Beetroot Keerai Poriyal is a South Indian side dish prepared with the greens of beetroot - finely chopped and cooked with minimal spices
Prep Time 20 minutes
Cook Time 10 minutes
Total Time 30 minutes
Course Side Dish
Cuisine South Indian
Servings 4 people

Ingredients
  

  • 1 bunch Beetroot Keerai
  • 1 tsp Sesame Oil (any cooking oil will do)
  • ½ tsp Mustard seeds
  • ½ tsp Split Urad Dal
  • 2-3 Dried red chillies
  • ½ tsp Turmeric powder
  • ½ tsp Asafoetida powder
  • 2 tbsp Grated Coconut
  • 1-2 Green Chilli

Instructions
 

  • The first step is to cut the stems away from the leaves. Wash both the stems and leaves thoroughly either under running water or in a bowl until you see no sediment at the bottom of the bowl.
    Allow the greens to dry a little bit; you can even keep it under the fan.
  • Chop the stems into small pieces and transfer them to a plate. Next, chop the leaves into small and equal size pieces.
    You can stack a few leaves, roll the bundle and chop them up to get even sized pieces.
  • Place a large kadai on a low-medium flame. Add 1 tsp of gingelly oil. Once the oil is warm, add the mustard seeds and split urad dal. Allow the mustard seeds to pop.
    Add the dried red chillies and toast them in the oil for a bit.
  • Next add in the chopped beetroot greens stems. This will take a slightly longer time to cook as compared the leaves.
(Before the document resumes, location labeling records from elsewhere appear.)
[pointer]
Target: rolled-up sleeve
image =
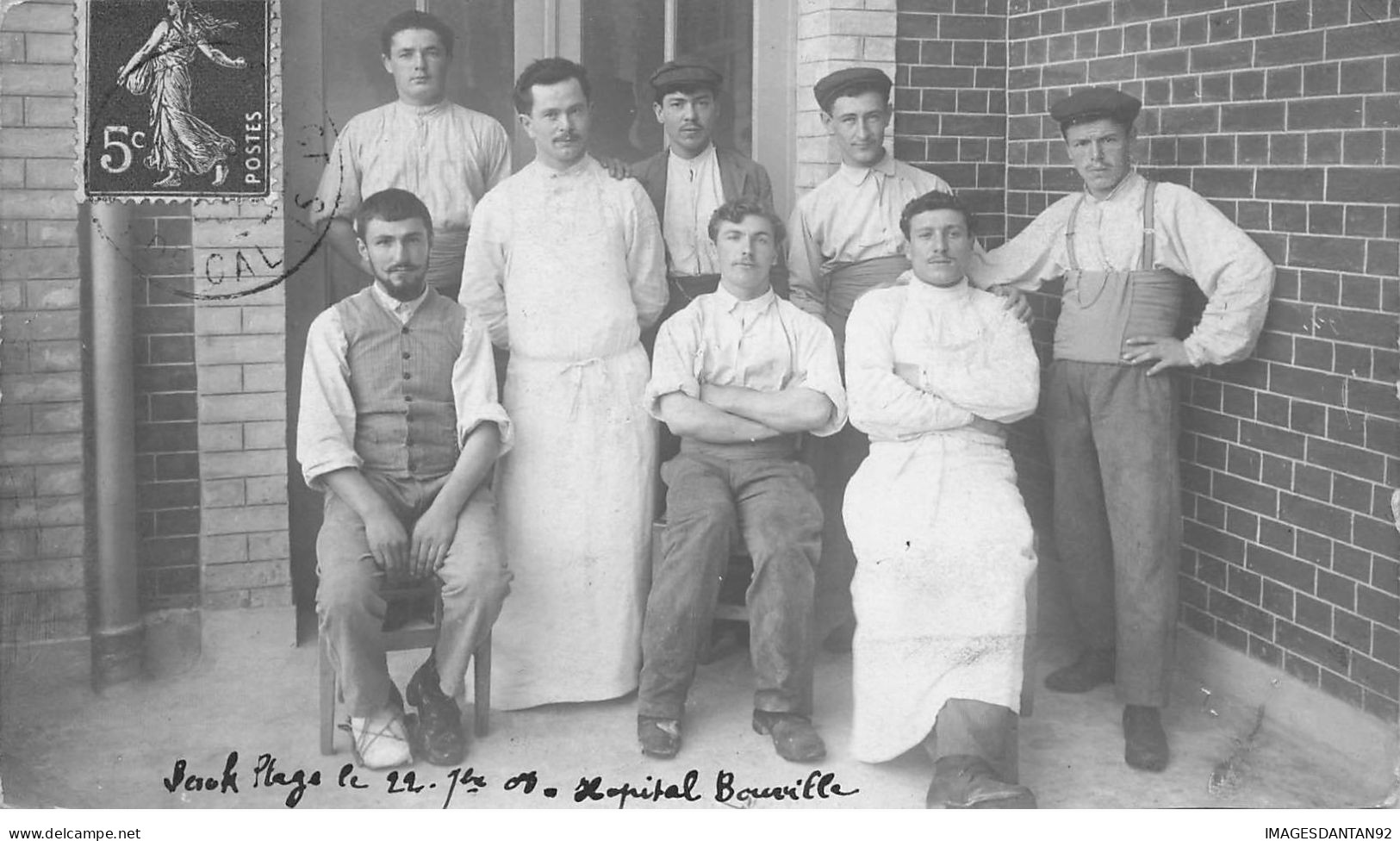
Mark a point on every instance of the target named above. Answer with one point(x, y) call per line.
point(325, 423)
point(817, 357)
point(474, 387)
point(483, 269)
point(880, 402)
point(675, 361)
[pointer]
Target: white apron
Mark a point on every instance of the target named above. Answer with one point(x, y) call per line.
point(576, 491)
point(945, 551)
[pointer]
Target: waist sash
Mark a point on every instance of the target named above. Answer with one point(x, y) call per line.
point(1101, 309)
point(781, 446)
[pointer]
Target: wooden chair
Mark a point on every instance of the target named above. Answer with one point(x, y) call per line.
point(416, 632)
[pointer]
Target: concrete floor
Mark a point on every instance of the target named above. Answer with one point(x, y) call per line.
point(252, 692)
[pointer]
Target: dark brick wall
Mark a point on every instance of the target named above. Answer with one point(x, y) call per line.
point(167, 409)
point(1285, 114)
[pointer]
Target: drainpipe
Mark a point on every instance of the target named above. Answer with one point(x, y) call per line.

  • Add the turmeric powder, asafoetida powder and ¼ tsp salt. Allow the stems to cook for a two minutes. Pick a piece of the stem to check is its cooked enough. It should have only a little crunch.
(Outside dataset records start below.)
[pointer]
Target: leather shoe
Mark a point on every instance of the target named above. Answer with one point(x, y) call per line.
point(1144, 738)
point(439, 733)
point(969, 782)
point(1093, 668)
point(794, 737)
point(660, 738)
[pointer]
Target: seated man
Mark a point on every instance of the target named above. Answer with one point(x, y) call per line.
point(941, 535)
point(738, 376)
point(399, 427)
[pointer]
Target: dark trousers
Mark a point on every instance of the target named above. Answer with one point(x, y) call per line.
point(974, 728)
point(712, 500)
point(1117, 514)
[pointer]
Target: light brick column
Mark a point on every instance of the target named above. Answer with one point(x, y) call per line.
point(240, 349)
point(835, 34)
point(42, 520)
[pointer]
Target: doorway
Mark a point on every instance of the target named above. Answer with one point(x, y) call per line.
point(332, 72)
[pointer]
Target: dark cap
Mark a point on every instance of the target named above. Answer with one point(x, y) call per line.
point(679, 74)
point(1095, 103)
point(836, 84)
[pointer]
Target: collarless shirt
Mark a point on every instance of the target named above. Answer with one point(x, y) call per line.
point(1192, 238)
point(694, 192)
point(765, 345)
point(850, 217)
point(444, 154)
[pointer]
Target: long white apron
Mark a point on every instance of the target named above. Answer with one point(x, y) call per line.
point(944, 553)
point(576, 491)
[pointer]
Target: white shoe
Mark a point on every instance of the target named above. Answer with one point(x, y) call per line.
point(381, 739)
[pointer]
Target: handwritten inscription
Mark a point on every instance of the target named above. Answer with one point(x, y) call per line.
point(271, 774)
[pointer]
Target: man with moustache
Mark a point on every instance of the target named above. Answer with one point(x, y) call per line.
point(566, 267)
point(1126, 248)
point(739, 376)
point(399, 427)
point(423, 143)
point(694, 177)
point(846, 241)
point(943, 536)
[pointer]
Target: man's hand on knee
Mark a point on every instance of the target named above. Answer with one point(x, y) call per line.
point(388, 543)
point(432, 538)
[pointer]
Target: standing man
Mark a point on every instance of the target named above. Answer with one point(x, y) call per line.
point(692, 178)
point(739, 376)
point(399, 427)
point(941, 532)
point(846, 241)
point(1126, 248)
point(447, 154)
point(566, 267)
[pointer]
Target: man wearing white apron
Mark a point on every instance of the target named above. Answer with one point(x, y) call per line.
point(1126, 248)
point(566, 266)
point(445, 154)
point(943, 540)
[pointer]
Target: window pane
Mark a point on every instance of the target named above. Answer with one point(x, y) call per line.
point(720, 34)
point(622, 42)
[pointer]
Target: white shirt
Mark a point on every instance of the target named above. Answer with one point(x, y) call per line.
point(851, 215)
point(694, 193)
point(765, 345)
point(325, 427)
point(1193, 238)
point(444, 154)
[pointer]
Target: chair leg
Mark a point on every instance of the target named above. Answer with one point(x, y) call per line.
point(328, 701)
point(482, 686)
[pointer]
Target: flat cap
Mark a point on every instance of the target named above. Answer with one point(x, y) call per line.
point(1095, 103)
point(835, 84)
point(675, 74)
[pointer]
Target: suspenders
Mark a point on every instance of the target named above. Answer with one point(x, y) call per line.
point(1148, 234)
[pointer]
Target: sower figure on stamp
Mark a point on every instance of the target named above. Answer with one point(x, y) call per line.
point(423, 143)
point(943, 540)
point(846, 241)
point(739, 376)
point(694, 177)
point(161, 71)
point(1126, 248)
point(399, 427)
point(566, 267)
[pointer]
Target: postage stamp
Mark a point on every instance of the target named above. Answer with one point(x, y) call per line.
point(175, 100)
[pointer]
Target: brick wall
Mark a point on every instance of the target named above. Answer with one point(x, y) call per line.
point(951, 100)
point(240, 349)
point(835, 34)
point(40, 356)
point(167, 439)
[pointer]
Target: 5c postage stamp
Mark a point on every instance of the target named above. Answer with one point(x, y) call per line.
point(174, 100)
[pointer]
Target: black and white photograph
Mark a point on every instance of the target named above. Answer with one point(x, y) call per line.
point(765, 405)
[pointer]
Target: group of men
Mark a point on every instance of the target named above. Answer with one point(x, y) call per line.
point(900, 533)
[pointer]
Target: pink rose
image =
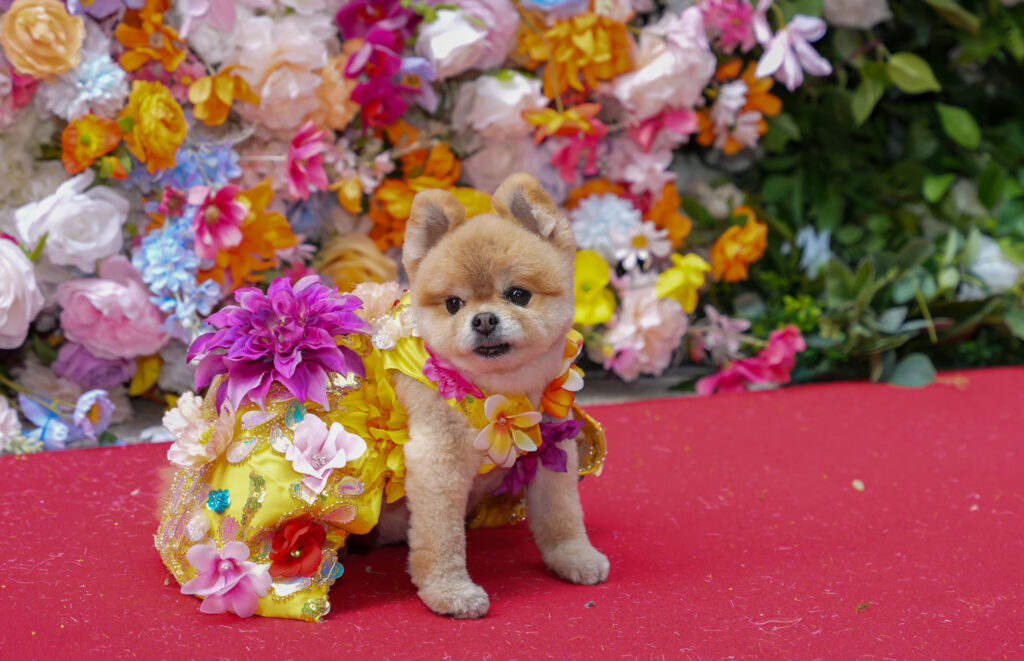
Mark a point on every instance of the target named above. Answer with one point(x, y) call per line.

  • Next add the chopped beetroot greens. Add ¼ tsp salt and mix all the ingredients well. You will see the greens wilt as you cook it down in a low-medium flame.
  • Withing the next minute or two the greens will completely wilt and change to a dark green colour. Turn off the stove.
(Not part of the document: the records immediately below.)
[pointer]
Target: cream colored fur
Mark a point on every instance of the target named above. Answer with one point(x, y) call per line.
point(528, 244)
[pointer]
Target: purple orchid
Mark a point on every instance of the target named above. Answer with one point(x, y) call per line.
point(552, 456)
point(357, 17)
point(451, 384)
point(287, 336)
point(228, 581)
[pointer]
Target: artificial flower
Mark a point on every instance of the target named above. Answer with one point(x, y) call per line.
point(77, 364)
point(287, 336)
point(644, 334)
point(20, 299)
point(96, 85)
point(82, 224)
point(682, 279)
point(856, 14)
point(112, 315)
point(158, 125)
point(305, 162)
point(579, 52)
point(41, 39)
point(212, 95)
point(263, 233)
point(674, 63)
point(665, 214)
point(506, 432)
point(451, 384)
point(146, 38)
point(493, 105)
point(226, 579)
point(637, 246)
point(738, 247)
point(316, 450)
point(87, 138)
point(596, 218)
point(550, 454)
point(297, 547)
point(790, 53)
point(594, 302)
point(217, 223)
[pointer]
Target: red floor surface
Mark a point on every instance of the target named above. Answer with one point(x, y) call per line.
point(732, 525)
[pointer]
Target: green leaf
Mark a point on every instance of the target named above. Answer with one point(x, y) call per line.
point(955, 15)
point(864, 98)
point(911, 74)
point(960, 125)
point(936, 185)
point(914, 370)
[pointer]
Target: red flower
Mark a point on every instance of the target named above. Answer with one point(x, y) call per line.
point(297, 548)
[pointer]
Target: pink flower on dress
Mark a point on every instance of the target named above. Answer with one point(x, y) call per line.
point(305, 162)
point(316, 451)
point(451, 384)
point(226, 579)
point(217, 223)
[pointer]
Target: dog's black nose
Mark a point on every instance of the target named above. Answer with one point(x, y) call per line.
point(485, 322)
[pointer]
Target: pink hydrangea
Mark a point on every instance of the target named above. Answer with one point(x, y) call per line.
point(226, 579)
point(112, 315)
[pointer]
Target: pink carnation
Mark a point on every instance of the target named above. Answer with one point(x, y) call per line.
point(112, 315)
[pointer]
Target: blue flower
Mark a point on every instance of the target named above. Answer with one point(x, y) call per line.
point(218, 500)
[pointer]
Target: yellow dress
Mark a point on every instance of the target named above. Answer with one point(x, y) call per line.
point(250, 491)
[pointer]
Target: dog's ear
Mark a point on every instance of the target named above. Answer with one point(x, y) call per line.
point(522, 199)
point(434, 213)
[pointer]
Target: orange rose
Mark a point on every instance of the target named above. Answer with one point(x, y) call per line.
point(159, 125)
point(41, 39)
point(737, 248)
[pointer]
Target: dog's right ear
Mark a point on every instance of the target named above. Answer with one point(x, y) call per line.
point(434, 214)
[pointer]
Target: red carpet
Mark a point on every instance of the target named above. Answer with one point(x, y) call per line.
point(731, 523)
  • This is an extra step, but i like the taste of coconut and green chillies in keerai curries. I take a tablespoon of grated coconut (or chunks) and add it to a mixer along with a small green chilli. Pulse grind until you have a coarse mixture.
  • Add this coconut garnish to the beetroot greens and mix well.
    Your Beetroot Keerai Poriyal is ready!